Technology

Engineers Continuously Extract Plentiful Clean Energy From thin Air

Engineers Continuously Extract Plentiful Clean Energy From thin Air

A team of engineers from the University of Massachusetts Amherst has demonstrated that almost any material can be transformed into a gadget that continuously harvests electricity from humidity in the air. The key is to be able to sprinkle the material with nanopores no larger than 100 nanometers in diameter. The findings were published in the journal Advanced Materials.

“This is very exciting,” says Xiaomeng Liu, the paper’s primary author and a student in electrical and computer engineering at UMass Amherst’s College of Engineering. “We are opening up a wide door for harvesting clean electricity from thin air.”

“The air contains an enormous amount of electricity,” says Jun Yao, senior author of the research and assistant professor of electrical and computer engineering in the College of Engineering at UMass Amherst. “Imagine a cloud, which is nothing more than a collection of water droplets. Each of those droplets holds a charge, and when the conditions are ideal, the cloud can produce a lightning bolt—but we don’t know how to harness electricity from lightning consistently. We’ve created a human-built, small-scale cloud that generates power for us predictably and continually, allowing us to gather it.”

The heart of the man-made cloud is based on what Yao and his colleagues refer to as the “generic Air-gen effect,” and it builds on work completed in 2020 by Yao and co-author Derek Lovley, Distinguished Professor of Microbiology at UMass Amherst, showing that electricity could be continuously harvested from the air using a specialized material made of protein nanowires grown from the bacterium Geobacter sulfurreducens.

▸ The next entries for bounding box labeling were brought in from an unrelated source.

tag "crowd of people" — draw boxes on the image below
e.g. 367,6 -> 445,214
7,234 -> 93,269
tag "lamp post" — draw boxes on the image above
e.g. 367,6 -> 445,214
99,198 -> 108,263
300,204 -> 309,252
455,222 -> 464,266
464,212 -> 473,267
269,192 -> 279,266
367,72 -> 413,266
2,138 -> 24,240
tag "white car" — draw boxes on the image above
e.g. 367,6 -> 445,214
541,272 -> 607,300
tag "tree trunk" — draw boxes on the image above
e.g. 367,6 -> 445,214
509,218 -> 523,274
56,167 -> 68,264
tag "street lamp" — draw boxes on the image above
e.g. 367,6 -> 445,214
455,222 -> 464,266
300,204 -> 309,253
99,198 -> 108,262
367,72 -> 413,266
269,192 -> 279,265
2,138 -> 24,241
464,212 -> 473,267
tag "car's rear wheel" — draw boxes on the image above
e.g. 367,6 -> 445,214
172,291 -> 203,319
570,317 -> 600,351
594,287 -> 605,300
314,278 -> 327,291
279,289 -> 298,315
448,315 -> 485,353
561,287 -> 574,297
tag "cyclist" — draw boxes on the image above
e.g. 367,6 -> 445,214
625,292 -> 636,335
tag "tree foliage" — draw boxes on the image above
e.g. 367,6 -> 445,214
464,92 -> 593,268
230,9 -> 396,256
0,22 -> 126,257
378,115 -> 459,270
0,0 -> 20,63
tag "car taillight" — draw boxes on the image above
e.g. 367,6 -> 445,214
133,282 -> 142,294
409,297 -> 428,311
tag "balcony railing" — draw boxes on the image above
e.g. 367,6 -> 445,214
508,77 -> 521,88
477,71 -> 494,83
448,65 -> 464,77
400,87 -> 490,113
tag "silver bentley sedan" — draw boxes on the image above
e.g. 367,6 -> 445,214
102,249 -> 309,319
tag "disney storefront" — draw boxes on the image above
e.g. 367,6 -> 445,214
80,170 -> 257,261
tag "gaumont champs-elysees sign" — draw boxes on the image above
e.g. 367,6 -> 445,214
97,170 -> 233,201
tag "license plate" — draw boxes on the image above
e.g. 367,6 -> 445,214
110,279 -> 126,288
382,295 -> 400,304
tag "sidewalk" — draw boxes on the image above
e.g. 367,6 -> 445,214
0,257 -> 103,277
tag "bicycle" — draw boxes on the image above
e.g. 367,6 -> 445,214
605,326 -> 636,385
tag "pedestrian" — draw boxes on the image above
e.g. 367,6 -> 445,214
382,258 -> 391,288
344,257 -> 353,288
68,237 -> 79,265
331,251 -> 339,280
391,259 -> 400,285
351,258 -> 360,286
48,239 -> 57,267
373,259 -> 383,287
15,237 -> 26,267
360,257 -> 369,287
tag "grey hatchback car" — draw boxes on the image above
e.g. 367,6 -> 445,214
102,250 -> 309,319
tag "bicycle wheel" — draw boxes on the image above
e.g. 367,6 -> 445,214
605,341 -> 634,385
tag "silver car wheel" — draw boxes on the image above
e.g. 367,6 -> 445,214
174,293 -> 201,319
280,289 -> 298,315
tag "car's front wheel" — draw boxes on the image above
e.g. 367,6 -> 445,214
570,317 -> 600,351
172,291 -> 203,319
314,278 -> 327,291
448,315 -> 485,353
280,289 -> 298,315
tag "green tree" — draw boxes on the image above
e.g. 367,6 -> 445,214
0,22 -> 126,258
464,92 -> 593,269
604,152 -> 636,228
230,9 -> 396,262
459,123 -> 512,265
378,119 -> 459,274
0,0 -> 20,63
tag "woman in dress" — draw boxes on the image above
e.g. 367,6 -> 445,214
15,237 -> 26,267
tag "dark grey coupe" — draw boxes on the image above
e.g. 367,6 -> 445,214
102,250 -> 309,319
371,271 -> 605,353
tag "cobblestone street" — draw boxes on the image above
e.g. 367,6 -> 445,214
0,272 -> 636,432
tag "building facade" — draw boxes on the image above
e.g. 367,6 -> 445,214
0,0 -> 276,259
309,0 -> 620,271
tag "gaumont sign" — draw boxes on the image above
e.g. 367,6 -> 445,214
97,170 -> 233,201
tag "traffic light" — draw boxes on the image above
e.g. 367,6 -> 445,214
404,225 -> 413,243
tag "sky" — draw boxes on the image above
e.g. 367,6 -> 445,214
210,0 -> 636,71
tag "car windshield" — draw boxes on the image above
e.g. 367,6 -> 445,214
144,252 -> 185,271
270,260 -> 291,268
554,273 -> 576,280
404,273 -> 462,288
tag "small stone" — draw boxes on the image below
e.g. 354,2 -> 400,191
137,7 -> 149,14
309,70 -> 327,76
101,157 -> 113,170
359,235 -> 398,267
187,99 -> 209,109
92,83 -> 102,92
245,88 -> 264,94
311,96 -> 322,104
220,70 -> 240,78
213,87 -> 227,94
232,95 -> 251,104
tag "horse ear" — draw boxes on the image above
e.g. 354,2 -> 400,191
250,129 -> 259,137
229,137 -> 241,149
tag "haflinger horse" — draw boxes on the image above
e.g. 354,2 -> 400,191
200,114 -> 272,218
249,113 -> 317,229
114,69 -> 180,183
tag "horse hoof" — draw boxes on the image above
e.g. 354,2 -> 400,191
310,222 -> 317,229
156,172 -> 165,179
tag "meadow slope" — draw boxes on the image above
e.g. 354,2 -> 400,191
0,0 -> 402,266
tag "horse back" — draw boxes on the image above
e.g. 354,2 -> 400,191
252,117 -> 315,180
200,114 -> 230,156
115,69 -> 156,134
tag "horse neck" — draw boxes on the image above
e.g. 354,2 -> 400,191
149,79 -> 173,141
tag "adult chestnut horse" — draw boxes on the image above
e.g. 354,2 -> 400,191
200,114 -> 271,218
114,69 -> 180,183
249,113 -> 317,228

“What we realized after making the Geobacter discovery,” Yao explains, “is that the ability to generate electricity from the air—what we then called the ‘Air-gen effect’—turns out to be generic: literally any kind of material can harvest electricity from the air, as long as it has a certain property.”

What is the name of that property? “It must have holes no larger than 100 nanometers (nm), or one thousandth the width of a human hair.”

This is due to a characteristic known as the “mean free path,” which is the distance traveled by a single molecule of material, in this case, water in the air, before colliding with another single molecule of the same substance. Water molecules suspended in the air have a mean free path of roughly 100 nm.
Yao and his colleagues realized they could build an electricity harvester around this figure.

This harvester would be comprised of a thin layer of material having nanopores less than 100 nm in size that would allow water molecules to move from the upper to the lower part of the material. However, because each pore is so small, water molecules passing through the thin layer would easily collide with the pore’s edge. This means that the upper half of the layer would be assaulted with many more charge-carrying water molecules than the lower section, resulting in a charge imbalance similar to that seen in clouds as the higher part increased its charge relative to the lower part. This would effectively generate a battery that would operate as long as there was any humidity in the air.

“The idea is simple,” Yao adds, “but it’s never been discovered before, and it opens up all kinds of possibilities.” The harvester might be made of virtually any material, providing a wide range of options for cost-effective and environmentally friendly fabrications. “Imagine harvesters made of one material for rainforest environments and another for arid environments.”

And, because the humidity is always present, the harvester would run 24 hours a day, seven days a week, rain or shine, night or day, wind or no wind, resolving one of the fundamental issues with technologies like wind or solar, which only work under particular conditions.

Finally, because air humidity diffuses in three dimensions and the thickness of the Air-gen device is only a fraction of the width of a human hair, thousands of them can be stacked on top of each other, effectively scaling up the amount of energy while reducing the device’s footprint. An Air-gen device of this type might provide kilowatt-level power for ordinary electrical utility usage.

“Imagine a future world where clean electricity is available everywhere,” Yao says. “The generic Air-gen effect implies that this future world is a possibility.”